Column: The designer as marriage counselor
There is nothing like being introduced to a complete stranger as ‘the designer that saved my marriage”
This recently happened to one of our designers and it caught her completely off guard. Yes, she melded the two styles, yes, she met both of their expectations, and yes, she settled a few heated arguments … but save a marriage?
In reality, a good interior designer can nail the right sofa in an instant. A good interior designer can pinpoint the right window treatment without blinking. A really good interior designer is also a marriage counselor.
I’m not talking about the type that deals with “hand me a tissue edge of the chair wringing hands” couples. I mean the type that can interpret separate personalities and blend them into one decorating style while satisfying the needs of both.
When a couple brings diverse taste, approach, attitude and priorities to the marriage, the stage is set for decorating limbo. Novice couples often assume that decorating is a Saturday afternoon outing that consists of a trip to the mall. It will be a quick, effortless and end with lunch at the food court. Sometimes a list will be made in advance and the hunting and gathering is on. After several exhausting and futile hours, tensions flare, nasty swipes are uttered and a hasty retreat is made before a full-fledge battle erupts.
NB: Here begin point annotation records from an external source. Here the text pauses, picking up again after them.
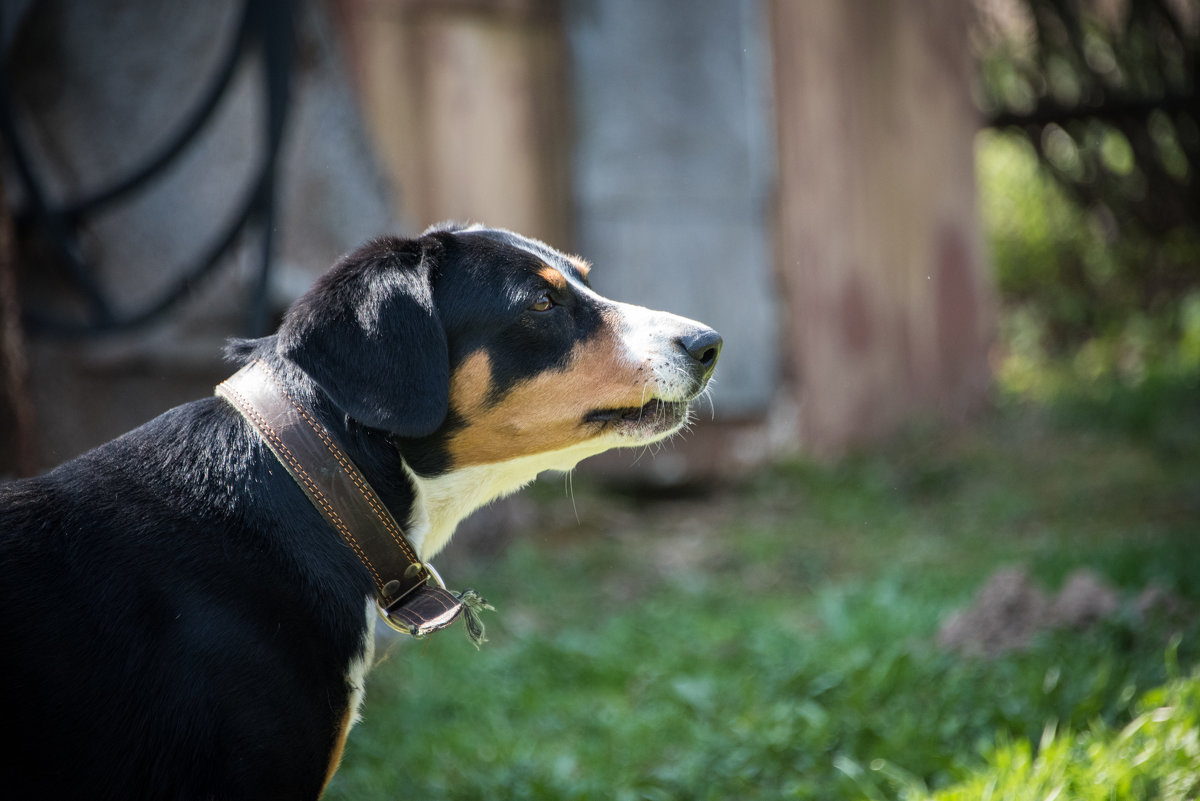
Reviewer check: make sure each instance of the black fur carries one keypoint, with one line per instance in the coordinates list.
(175, 618)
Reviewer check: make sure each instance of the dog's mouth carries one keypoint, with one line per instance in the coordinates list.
(657, 416)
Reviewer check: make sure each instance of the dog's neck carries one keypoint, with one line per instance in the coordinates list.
(429, 504)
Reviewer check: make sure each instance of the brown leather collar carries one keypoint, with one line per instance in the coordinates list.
(409, 592)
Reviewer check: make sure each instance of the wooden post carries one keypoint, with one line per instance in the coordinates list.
(887, 302)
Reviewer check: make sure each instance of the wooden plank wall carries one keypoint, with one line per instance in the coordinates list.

If the couple makes it beyond this point where reality intersects with naivety, the risk of the “this is fine so let’s just get it done” impulse purchase mistake happens next.
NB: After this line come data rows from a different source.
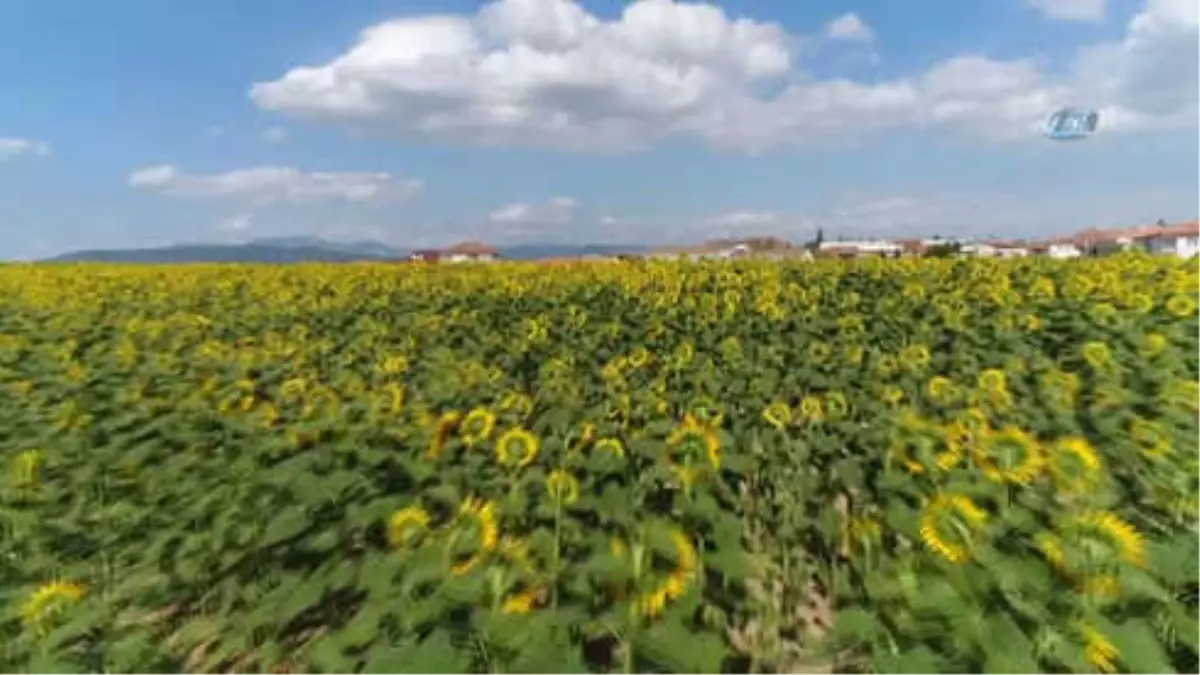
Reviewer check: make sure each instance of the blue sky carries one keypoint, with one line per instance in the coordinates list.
(133, 123)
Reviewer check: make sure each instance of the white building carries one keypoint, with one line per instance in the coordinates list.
(862, 249)
(1182, 240)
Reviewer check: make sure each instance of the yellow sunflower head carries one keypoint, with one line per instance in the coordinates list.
(1008, 455)
(778, 414)
(517, 448)
(475, 535)
(1075, 465)
(478, 426)
(407, 525)
(949, 525)
(48, 602)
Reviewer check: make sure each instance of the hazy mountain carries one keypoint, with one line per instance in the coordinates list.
(311, 249)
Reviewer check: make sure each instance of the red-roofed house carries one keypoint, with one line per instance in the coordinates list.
(1182, 240)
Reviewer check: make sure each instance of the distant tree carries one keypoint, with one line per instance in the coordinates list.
(947, 250)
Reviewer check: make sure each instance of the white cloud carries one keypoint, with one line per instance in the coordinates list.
(1072, 10)
(267, 185)
(549, 73)
(850, 28)
(15, 147)
(742, 219)
(1151, 78)
(275, 135)
(238, 222)
(555, 211)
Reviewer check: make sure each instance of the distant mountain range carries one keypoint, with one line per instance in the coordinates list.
(311, 249)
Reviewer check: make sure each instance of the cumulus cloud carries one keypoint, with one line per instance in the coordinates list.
(15, 147)
(275, 135)
(238, 222)
(1072, 10)
(1151, 78)
(742, 219)
(550, 73)
(269, 185)
(553, 211)
(850, 28)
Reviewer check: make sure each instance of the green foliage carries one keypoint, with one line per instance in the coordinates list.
(892, 466)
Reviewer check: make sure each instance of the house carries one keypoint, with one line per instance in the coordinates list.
(469, 251)
(730, 249)
(1182, 240)
(861, 249)
(996, 249)
(913, 246)
(425, 256)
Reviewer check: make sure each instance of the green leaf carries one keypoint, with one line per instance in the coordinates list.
(856, 625)
(435, 655)
(1140, 650)
(672, 646)
(919, 661)
(1007, 649)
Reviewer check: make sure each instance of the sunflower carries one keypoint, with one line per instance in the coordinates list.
(653, 602)
(1009, 455)
(1182, 394)
(406, 525)
(691, 436)
(993, 381)
(525, 601)
(610, 446)
(1104, 530)
(811, 410)
(853, 354)
(48, 601)
(948, 524)
(563, 487)
(483, 526)
(1098, 650)
(517, 447)
(942, 390)
(1074, 465)
(445, 426)
(778, 414)
(477, 426)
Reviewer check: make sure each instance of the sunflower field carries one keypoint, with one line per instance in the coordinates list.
(913, 466)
When the realization that the oversized leather sectional that looked great on the showroom with 30 foot ceilings, now looks absurd in the home with dainty architectural details and eight foot ceilings, some pretty nasty barbs go flying. If you are fortunate enough to be able to send the offending leather giant back to the store, it is time to admit that hiring a professional isn’t such a bad idea, after all.
Enter the interior designer – your couple’s communication specialist, facilitator, translator, mediator, magician and visual artist. Remember, couples rarely agree 100 percent on matters of taste, and finding a solution that will make both parties happy really is a delicate balance.
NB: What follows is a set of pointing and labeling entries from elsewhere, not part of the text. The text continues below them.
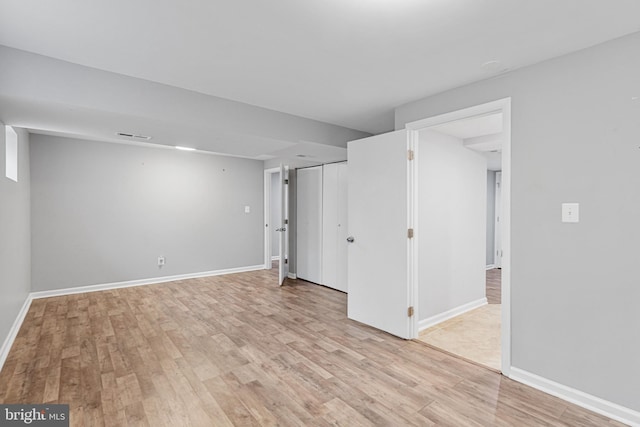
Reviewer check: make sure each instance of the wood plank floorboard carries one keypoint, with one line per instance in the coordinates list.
(238, 350)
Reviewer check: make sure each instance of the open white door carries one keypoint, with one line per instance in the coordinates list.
(284, 227)
(378, 261)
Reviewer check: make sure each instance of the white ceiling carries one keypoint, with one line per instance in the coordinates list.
(346, 62)
(473, 127)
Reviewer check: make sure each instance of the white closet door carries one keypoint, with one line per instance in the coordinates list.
(309, 222)
(334, 243)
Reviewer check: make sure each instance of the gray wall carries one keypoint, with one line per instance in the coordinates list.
(15, 235)
(575, 137)
(103, 213)
(491, 216)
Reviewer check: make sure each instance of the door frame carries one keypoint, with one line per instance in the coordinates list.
(267, 216)
(497, 219)
(501, 105)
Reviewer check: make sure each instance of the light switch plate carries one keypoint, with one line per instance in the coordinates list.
(571, 212)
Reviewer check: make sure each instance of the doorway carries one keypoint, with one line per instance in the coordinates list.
(493, 281)
(276, 220)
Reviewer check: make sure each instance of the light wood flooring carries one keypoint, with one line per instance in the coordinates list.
(240, 350)
(475, 335)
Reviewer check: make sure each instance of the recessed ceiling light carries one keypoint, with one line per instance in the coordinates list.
(133, 136)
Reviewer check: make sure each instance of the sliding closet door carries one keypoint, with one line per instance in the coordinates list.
(309, 224)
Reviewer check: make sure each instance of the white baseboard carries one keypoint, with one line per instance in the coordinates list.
(449, 314)
(141, 282)
(580, 398)
(8, 342)
(13, 332)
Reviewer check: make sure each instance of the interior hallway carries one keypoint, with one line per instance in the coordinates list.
(474, 335)
(240, 350)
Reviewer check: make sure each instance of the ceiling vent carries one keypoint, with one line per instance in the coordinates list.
(133, 136)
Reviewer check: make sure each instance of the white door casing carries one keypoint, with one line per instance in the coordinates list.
(497, 255)
(283, 270)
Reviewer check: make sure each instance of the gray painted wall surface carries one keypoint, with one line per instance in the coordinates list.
(15, 240)
(491, 215)
(36, 81)
(575, 137)
(103, 213)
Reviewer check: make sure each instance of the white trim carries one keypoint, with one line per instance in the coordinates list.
(503, 105)
(141, 282)
(580, 398)
(15, 328)
(450, 314)
(13, 332)
(267, 216)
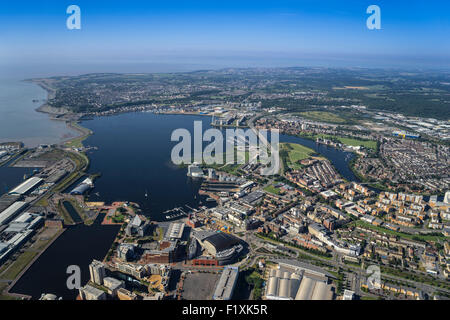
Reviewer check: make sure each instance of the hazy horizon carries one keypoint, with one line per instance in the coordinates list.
(170, 36)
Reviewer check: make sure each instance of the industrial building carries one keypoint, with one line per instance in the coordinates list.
(89, 292)
(297, 283)
(195, 171)
(9, 213)
(175, 231)
(97, 272)
(26, 186)
(227, 283)
(83, 187)
(17, 232)
(113, 285)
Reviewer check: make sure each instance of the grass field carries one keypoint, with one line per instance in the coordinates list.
(323, 116)
(401, 234)
(295, 153)
(369, 144)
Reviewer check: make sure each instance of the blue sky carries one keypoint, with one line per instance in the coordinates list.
(128, 34)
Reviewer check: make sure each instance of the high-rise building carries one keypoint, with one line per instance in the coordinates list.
(97, 271)
(447, 197)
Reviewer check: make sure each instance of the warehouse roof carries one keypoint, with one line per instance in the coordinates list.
(11, 211)
(26, 186)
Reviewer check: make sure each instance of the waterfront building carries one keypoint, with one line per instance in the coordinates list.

In the first meeting, the separate vision must be articulated. This is not to say “whatever you want.” This is the time to get it out there, admit that the rocking chair handed down from your grandma makes you want seasick just looking at it and that you have nightmares just thinking about sleeping in a room with rose and blue colored Amish quilts.
Budget is a typically the elephant in the room. Two people can have different ideas about how much it should cost to redo a room because it is a priority to one and not even a blip on the radar for the other. I love to ask a newbie decorating client how much they anticipate a sofa to be. This is a barometer of how observant they are to the cost of goods and services as related to home furnishings. I have had a husband say $300 and I have had a husband say $10,000. Both were extremes.
A good designer can explain the cost factors that make no sense to those outside the interior design inner circle like why a chair can cost as much as a sofa and why a delicate silk can cost 10 times more than a durable textile.